Ketakutan itu sempat muncul kembali ketika Panut Hadisiswoyo mendatanginya untuk menuliskan kisah hidupnya selama 25 tahun berkiprah di dunia konservasi.
"Waktu duduk minum kopi, saya tatap dia agak lama. Saya membatin, kalau saya tulis biografi kawan ini, apakah dia akan 'titik-titik' juga (meninggal)? Hampir-hampir saya ragu. Tapi alhamdulillah, Bang Panut terbukti berkali-kali lolos dari masa kritis sejak masa kecilnya, dan hari ini kita bisa meluncurkan buku ini dalam keadaan sehat walafiat," kelakar Tikwan.
Tiga Syarat Mutlak dan Tantangan Menembus Batas Negara
Selain faktor psikologis penulis, Tikwan membeberkan tiga tantangan utama dalam merampungkan buku ini, yaitu masalah penulis, sang tokoh, dan lingkungan sekitar tokoh. Sejak awal, Tikwan mengajukan syarat ketat kepada Panut agar buku ini tidak sekadar menjadi media pemujaan.
"Saya tegaskan, ini bukan buku untuk memuji-muji atau membaik-baikan beliau.
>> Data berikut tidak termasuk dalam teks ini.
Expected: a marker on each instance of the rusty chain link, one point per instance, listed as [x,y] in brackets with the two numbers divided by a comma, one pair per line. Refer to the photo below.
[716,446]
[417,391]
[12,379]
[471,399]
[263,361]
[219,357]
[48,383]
Saya tidak tertarik menulis biografi seperti itu. Saya minta Bang Panut memberikan waktu dan harus berterus terang tanpa ada yang ditutupi agar perspektifnya kuat," jelasnya.
Namun, mengikat komitmen waktu dengan seorang aktivis lingkungan internasional ternyata bukan perkara mudah. Proses wawancara kerap tertunda karena mobilitas Panut yang sangat tinggi ke berbagai penjuru dunia.
"Setiap kali saya hubungi untuk wawancara, beliau sedang di NTT, minggu depannya lagi sudah di Prancis memberikan kuliah, lalu ke Jepang, dan keliling Asia Tenggara. Itulah mengapa butuh waktu hingga tiga tahun lamanya untuk memadupadankan data sampai buku ini rampung," tambah Tikwan.
Tantangan terakhir yang tidak kalah pelik adalah sensitivitas lingkungan. Sebagai tokoh konservasi yang sering berhadapan dengan konflik dan advokasi lingkungan, kisah Panut bersinggungan dengan banyak orang yang saat ini masih hidup. Tikwan harus meramu narasi dengan sangat hati-hati agar konflik masa lalu tetap terungkap secara jujur tanpa merugikan atau mencemarkan nama baik pihak lain.